Here is my current code.

<?php
include "header.php";
include "conexao.php";
echo "<h1 align='center'>Pagina para alterar produtos</h1><div class='container'><hr>";
$referencia=$_GET['id'];


$sql = "SELECT * ";
        $sql = $sql . " FROM tb_produto ";
        $sql = $sql . " WHERE pr_codigo='".$referencia."'";
        $produtos = $db->query($sql);
        foreach ($produtos as $produto) {
            $referencia = $produto["pr_codigo"];
            $nome = $produto["pr_descricao"];
            $preco = $produto["pr_preco"];
            $disponivel = $produto["disponivel"];
        }
        echo "<h2>Referencia: ".$referencia."</h2>";
        echo "<h2>Nome: ".$nome."</h2><hr>";

?>
<form action="confirmaAlterar.php">
<div class="form-group">
<label>Referencia</label>
    <input class="form-control" type="text" name="referencia" value="<?php echo $referencia?>">
</div>
<div class="form-group">
<label>Nome</label>
    <input class="form-control" type="text" name="nome" value="<?php echo $nome?>">
</div>
<div class="form-group">
<label>Preço</label>
    <input class="form-control" type="text" name="preco" value="<?php echo $preco?>">
</div>
<button class="btn btn-primary">Alterar</button>
</form>

Here is where it submits the information of the form.

<?php
include "header.php";
include "conexao.php";
$nome=$_GET['nome'];
$referencia=$_GET['referencia'];
$preco=$_GET['preco'];
$sql="UPDATE tb_produto SET pr_descricao='".$nome;
$sql.="', pr_preco=".$preco;
$sql.= " WHERE pr_codigo='".$
try{
    $comando=$db->prepare($sql);
    $comando->execute();
    echo "<script type='text/javascript'>alert('submitted successfully!')</script>";
    header( "refresh2;Location:index.php" );
}
catch (PDOException $e){
    echo "A";
}

Answer 1

To pass values using ajax. Form:

<form id="form">
<input type="text" value="test" name="akcija"> 
</form>

All inputs fields values in your form will be passed.

Ajax:

jQuery(function(){
$('#form').on('submit', function (e) { //on submit function
    e.preventDefault();
    $.ajax({
      type: 'post', //method POST
      url: 'yoururl.php', //URL of page where u place query and passing values
      data: $('#form').serialize(), //seriallize is passing all inputs values of form
      success: function(){ //on success function
              $("#input").attr("disabled", true); //example
              $("#input").removeClass('btn-primary').addClass('btn-success');//example
                  },
    });
}
});

And on the ajax page you can get values by

$akcija = $_POST['akcija']

Answer 2

for this Problem you must use ajax method .
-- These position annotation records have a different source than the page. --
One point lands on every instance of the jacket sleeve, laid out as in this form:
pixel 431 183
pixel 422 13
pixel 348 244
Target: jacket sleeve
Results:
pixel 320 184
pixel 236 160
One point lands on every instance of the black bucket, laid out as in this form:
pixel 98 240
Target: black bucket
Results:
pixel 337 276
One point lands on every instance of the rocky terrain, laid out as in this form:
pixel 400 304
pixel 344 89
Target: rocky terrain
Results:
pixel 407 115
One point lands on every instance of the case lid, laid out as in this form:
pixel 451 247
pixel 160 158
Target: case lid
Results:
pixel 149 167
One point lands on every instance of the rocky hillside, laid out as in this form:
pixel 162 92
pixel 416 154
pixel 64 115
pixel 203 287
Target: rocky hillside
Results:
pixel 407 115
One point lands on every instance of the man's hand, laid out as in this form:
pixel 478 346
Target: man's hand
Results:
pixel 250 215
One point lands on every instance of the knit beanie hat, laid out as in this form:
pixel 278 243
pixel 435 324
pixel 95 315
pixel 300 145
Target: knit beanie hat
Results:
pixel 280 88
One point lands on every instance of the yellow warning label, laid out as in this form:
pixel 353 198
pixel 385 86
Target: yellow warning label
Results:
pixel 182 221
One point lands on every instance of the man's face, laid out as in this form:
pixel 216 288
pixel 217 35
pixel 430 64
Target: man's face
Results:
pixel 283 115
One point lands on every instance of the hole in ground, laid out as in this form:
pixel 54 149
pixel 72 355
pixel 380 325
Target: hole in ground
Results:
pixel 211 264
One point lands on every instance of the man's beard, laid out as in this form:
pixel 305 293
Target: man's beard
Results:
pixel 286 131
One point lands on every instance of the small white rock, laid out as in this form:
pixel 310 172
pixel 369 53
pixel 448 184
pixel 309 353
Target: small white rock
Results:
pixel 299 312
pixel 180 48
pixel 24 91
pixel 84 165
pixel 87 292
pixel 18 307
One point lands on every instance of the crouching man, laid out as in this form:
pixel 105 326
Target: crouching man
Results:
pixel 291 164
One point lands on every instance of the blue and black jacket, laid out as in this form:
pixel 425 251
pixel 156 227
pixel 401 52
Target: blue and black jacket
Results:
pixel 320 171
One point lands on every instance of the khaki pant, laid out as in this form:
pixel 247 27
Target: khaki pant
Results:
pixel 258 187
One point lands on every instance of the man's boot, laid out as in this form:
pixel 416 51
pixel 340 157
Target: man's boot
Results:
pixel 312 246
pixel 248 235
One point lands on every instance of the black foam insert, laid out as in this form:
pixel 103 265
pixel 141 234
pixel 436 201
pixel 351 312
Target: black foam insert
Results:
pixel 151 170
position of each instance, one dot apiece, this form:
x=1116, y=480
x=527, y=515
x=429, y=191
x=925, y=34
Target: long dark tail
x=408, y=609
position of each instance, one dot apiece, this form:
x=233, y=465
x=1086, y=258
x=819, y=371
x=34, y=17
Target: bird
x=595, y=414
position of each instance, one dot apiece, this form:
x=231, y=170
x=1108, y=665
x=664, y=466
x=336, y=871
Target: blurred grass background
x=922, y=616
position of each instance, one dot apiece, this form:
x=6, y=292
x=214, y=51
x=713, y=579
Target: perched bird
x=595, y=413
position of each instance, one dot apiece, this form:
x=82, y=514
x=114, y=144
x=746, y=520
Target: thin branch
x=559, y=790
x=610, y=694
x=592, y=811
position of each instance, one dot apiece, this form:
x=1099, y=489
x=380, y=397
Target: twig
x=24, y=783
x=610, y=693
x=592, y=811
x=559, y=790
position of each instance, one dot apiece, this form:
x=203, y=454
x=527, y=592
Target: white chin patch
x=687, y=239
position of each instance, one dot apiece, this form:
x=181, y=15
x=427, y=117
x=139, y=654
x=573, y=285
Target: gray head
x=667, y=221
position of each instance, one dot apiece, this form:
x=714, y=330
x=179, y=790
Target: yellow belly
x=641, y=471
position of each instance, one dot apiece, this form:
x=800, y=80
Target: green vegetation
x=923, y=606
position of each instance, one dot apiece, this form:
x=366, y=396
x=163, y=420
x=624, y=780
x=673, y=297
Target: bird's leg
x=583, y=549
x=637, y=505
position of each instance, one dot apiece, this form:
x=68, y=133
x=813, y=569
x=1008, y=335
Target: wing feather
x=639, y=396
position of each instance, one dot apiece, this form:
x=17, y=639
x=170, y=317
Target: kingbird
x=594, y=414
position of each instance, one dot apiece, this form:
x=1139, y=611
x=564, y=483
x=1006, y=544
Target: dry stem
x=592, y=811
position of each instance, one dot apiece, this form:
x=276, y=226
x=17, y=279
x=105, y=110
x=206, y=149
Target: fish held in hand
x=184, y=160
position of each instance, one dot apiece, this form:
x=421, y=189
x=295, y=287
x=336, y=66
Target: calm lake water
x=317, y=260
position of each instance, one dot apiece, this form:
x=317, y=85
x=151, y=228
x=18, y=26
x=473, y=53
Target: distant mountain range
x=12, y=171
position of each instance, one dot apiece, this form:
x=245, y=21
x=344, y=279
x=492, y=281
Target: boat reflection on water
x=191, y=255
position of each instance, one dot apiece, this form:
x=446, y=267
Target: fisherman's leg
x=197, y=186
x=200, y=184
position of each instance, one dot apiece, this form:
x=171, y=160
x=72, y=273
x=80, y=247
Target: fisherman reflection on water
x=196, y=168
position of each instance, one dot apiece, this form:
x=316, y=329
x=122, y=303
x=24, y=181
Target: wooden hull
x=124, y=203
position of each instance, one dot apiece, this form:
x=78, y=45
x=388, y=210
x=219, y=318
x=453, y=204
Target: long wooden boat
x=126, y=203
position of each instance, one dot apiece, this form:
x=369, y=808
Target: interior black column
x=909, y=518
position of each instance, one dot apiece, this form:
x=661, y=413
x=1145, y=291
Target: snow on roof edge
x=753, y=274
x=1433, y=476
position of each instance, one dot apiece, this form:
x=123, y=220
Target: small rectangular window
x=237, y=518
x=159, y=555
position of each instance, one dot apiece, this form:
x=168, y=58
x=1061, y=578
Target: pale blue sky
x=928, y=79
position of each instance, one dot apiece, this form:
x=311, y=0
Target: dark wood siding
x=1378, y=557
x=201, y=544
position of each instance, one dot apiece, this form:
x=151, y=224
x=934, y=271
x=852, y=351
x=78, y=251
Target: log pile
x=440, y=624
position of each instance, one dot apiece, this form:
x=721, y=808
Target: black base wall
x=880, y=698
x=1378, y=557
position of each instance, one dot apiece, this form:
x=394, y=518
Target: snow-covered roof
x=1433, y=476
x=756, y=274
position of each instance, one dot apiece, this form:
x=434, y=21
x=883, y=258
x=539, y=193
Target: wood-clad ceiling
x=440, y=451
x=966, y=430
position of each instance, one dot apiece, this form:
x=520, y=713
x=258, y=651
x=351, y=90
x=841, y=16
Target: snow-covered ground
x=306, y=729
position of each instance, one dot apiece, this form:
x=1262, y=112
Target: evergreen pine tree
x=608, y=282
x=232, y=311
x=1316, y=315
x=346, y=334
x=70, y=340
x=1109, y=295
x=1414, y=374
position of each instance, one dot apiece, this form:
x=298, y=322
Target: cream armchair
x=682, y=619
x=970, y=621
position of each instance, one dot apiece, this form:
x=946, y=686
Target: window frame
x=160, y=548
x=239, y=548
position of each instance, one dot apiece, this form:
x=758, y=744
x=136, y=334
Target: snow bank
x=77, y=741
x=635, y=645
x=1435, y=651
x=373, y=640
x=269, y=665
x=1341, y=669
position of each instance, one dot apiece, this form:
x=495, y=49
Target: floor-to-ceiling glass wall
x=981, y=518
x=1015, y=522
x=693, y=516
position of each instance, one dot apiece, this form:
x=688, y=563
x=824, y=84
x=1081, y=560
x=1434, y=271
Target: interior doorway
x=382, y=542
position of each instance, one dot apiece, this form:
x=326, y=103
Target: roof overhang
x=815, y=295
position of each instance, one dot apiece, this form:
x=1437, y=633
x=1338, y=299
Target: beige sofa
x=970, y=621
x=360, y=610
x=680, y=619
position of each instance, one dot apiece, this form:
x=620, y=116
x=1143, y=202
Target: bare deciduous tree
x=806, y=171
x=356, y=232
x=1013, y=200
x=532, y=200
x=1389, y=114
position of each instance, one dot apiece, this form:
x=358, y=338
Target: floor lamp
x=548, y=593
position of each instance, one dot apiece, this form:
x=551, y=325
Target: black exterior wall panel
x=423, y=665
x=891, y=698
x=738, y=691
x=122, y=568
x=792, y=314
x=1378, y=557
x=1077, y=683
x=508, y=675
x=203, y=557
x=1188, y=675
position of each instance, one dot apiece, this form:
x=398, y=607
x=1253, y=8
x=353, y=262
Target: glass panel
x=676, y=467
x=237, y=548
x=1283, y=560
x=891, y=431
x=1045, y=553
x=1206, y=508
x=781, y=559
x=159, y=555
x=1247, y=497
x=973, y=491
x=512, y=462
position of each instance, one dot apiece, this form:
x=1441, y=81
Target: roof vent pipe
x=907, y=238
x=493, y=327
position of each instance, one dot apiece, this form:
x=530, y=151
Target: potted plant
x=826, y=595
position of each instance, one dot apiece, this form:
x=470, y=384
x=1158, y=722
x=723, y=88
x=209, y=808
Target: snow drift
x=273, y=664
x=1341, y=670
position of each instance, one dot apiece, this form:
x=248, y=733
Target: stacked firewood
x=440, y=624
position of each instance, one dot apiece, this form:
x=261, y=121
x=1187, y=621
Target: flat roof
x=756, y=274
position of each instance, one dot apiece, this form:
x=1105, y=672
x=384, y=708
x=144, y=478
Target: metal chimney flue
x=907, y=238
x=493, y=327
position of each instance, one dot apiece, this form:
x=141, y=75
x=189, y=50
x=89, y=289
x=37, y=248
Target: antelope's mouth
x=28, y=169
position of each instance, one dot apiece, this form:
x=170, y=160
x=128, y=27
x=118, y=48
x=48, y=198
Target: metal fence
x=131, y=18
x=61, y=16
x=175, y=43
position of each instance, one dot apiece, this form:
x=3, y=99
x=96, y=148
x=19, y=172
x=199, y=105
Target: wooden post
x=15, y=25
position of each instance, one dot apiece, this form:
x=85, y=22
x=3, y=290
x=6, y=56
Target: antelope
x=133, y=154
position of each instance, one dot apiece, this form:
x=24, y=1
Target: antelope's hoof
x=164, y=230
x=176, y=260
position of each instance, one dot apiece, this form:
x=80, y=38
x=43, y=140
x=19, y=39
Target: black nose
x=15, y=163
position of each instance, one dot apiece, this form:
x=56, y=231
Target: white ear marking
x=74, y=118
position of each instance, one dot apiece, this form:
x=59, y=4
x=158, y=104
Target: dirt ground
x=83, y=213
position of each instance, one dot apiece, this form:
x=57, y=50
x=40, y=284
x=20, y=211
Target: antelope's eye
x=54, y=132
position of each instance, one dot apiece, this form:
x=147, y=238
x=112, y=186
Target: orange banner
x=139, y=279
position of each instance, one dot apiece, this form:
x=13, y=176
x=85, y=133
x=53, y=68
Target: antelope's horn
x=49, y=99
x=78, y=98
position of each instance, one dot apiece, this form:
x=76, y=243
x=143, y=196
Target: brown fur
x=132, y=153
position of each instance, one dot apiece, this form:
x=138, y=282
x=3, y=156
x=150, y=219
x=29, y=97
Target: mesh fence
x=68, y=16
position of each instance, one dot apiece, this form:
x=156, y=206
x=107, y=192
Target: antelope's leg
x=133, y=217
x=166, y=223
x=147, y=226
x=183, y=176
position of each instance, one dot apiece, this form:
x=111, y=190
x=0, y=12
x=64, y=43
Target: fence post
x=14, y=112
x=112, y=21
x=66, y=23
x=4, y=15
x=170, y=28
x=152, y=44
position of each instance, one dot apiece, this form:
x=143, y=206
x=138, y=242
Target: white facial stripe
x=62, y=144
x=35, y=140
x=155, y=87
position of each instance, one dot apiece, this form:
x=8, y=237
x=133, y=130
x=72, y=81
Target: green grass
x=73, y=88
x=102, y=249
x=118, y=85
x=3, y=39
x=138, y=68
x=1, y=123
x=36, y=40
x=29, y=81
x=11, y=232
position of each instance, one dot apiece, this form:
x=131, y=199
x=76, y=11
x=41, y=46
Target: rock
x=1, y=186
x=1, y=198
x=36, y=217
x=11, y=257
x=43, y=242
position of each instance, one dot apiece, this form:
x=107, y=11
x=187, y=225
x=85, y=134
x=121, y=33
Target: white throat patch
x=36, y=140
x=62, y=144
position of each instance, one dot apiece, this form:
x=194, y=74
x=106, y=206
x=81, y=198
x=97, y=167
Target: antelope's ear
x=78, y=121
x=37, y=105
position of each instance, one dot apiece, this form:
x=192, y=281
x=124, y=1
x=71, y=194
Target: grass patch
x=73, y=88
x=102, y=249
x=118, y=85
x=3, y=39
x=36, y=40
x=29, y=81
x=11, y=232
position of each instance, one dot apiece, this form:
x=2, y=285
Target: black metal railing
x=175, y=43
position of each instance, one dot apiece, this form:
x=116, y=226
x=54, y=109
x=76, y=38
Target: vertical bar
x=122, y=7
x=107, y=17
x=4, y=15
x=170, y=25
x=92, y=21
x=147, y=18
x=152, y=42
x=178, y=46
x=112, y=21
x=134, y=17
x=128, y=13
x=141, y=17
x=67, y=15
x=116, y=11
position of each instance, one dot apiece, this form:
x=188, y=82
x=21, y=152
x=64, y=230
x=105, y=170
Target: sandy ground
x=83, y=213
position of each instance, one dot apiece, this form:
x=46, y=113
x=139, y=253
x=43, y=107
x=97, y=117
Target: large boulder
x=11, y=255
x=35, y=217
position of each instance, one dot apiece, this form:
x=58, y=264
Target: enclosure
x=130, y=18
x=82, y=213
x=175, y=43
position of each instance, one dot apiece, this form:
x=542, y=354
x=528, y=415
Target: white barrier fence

1- create html form and all input Required .

<form id="contactForm2" action="/your_url" method="post">
...
</form>

2- add jQuery library file in the head of html page .

<head>
<script src="https://ajax.googleapis.com/ajax/libs/jquery/1.12.4/jquery.min.js">       
</script>
...

3- add this method Under the jQuery library

<script type="text/javascript">
var frm = $('#contactForm2');
frm.submit(function (ev) {
    $.ajax({
        type: frm.attr('method'),
        url: frm.attr('action'),
        data: frm.serialize(),
        success: function (data) {
           if(data == 'pass')
            alert('ok');
           else(data == 'fail')
            alert('no');
        }
    });

    ev.preventDefault();
});
</script>

4- in your_url .php file

<?php 

  $a = ok ;
  if( $a == 'ok' ){
    echo 'pass';
  }else{
    echo 'fail';
  } 

?>

this top answer is easy management form with jquery , but you need managment Complex form better use this library http://jquery.malsup.com/form/